Die türkische Regierung wehrt sich gegen die Einstufung der nachgewiesenen Massendeportationen von und -morden an Armeniern 1915, als Völkermord (siehe Völkermord an den Armeniern). Zu diplomatischen Verstimmungen mit Frankreich kam es, als das französische Parlament im Jahr 2006 die Ereignisse im Jahre 1915 offiziell als Völkermord anerkannte.

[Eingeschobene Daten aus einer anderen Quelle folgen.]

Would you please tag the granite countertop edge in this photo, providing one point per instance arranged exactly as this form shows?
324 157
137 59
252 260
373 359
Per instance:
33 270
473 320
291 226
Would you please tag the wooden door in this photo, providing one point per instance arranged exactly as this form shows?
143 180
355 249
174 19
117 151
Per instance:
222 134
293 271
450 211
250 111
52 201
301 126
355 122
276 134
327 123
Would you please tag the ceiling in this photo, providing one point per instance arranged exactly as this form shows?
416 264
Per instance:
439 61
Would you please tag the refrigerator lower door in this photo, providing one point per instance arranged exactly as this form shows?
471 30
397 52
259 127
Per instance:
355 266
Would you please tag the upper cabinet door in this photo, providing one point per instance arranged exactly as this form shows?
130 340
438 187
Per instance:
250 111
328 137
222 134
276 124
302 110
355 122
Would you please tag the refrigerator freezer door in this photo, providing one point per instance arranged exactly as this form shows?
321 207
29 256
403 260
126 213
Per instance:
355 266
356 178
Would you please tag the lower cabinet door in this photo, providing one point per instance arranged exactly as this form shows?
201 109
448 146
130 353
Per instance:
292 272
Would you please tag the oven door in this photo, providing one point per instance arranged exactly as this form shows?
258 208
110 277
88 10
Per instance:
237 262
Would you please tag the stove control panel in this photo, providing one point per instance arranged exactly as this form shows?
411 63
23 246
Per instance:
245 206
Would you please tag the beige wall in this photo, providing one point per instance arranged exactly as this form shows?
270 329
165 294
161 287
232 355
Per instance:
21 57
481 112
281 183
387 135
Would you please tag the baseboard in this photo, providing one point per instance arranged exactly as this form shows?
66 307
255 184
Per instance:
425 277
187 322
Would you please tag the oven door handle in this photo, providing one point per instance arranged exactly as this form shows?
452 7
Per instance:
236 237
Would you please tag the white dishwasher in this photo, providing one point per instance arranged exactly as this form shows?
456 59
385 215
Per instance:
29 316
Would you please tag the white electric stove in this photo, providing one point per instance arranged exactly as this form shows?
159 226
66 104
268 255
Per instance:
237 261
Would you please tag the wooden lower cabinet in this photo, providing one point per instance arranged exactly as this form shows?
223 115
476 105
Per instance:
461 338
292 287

Überstaatliche Organisationen
Die Türkei ist seit 1952 Mitglied der NATO und seit 1963 assoziiertes Mitglied in den Vorläuferorganisationen der EU und strebte seit über vier Jahrzehnten Verhandlungen über eine Vollmitgliedschaft, zuerst in der EWG, später der EG und zuletzt in der Europäischen Union an. Am 16./17. Dezember 2004 beschloss der Europäische Rat die Aufnahme von Beitrittsverhandlungen mit der Türkei zum 3. Oktober 2005. Zuvor hatten dies sowohl die Europäische Kommission als auch das Europäische Parlament befürwortet. Obwohl die Verhandlungen pünktlich begonnen haben, machen sich Beitrittsgegner weiterhin gegen eine Vollmitgliedschaft der Türkei in der EU stark, die deutsche CDU propagiert stattdessen eine Privilegierte Partnerschaft - diese wird jedoch von türkischer Seite abgelehnt und von sehr vielen EU-Mitgliedstaaten als unangemessen betrachtet.
Seit Juni 2004 stellt die Türkei den Generalsekretär der Organisation der Konferenz Islamischer Staaten (OIC).

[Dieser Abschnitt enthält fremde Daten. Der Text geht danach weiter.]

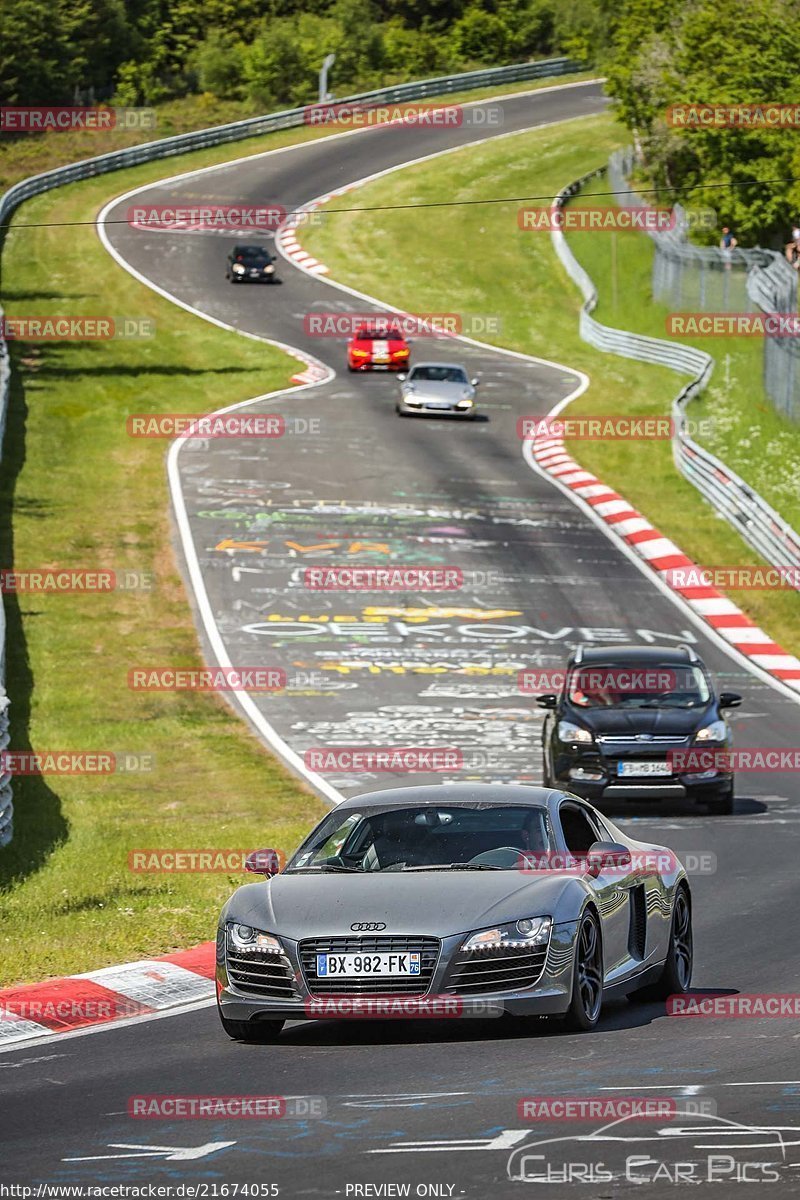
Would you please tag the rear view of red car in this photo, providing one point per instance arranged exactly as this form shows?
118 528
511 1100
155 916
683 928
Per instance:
378 346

Daneben ist die Türkei u. a. Mitglied bei den folgenden überstaatlichen Organisationen:
- Vereinte Nationen (1945) mit Sonderorganisationen
- OECD (1948)
- Europarat (1949)
- Organisation der Islamischen Konferenz (OIC, 1969)
- EG-Assoziierungs-Abkommen (1963)
- Zentralasien-Gipfel der Türkischen Republiken (OATCT, 1992)

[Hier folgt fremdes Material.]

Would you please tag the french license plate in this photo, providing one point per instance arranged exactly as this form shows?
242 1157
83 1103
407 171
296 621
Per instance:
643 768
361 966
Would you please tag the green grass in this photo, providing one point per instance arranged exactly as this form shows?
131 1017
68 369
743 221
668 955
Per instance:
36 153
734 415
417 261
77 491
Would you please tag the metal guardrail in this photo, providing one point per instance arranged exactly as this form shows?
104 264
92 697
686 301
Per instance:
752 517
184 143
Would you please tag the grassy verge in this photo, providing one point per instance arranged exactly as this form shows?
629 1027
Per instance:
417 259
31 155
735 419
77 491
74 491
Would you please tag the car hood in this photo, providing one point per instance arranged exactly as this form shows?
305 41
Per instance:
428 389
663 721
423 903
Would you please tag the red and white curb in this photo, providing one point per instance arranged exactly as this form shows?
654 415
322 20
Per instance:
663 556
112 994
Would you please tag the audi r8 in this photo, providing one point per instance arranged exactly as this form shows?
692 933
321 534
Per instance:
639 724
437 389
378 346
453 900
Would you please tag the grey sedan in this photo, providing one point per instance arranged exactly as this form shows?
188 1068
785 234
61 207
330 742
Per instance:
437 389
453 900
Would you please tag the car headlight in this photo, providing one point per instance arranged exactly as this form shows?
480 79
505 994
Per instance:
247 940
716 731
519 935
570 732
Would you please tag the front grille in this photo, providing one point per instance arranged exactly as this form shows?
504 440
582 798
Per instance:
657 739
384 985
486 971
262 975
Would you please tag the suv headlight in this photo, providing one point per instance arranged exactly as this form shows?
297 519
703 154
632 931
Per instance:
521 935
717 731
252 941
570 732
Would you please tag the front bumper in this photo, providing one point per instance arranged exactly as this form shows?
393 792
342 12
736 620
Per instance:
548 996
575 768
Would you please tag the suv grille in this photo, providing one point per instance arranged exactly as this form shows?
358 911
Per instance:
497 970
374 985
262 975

- Schwarzmeer-Wirtschaftskooperation (1992)
- assoziiertes Mitglied der WEU (1995–2000)
- EU-Zollunion (seit dem 1. Januar 1996).
- EU-Beitrittskandidat (seit 3. Oktober 2005)
- Allianz der Zivilisationen (Gründungsmitglied)
Vereinte Nationen
Die Türkei strebte einen Sitz im Sicherheitsrat der Vereinten Nationen in der Periode 2009/10 an. Sie erhielt auch den Sitz im Sicherheitsrat im Jahr 2008, gemeinsam mit Uganda. [1]
Allianz der Zivilisationen
Die Allianz der Zivilisationen ist eine UN-Initiative unter Ban Ki-moon von Recep Tayyip Erdoğan und José Luis Rodríguez Zapatero mit dem Ziel, gemeinsame Handlungsansätze über verschiedene Gesellschaften und Kulturen hinweg zu verschmelzen, um Extremismus zu bekämpfen und kulturelle, religiöse und soziale Barrieren zu überwinden, hauptsächlich zwischen der westlichen und der vorherrschend muslimischen Welt.
Sicherheitspolitik
Die Sicherheitspolitik der Türkei bewegt sich in den Spannungsfeldern internationaler Terrorismus, Europa, Balkan, Kaukasus, Naher und Mittlerer Osten und Zentralasien. Als ein Land mit überwiegend moslemischer Bevölkerung war die Türkei schon mehrmals Anschlagsziel islamischer Fundementalisten.
Beziehung zu Europa
Deutschland
Traditionell pflegen Deutschland und die Türkei gute Beziehungen zu einander. Die Bundesregierung unter dem Kanzler Gerhard Schröder (1998 bis 2005) gehörte zu den wichtigsten EU-Beitritts Befürwortern der Türkei in die Europäische Union. Deutschland ist nicht nur der wichtigste Handelspartner der Türkei, sondern auch das Land mit der größten türkischen Gemeinde in Europa.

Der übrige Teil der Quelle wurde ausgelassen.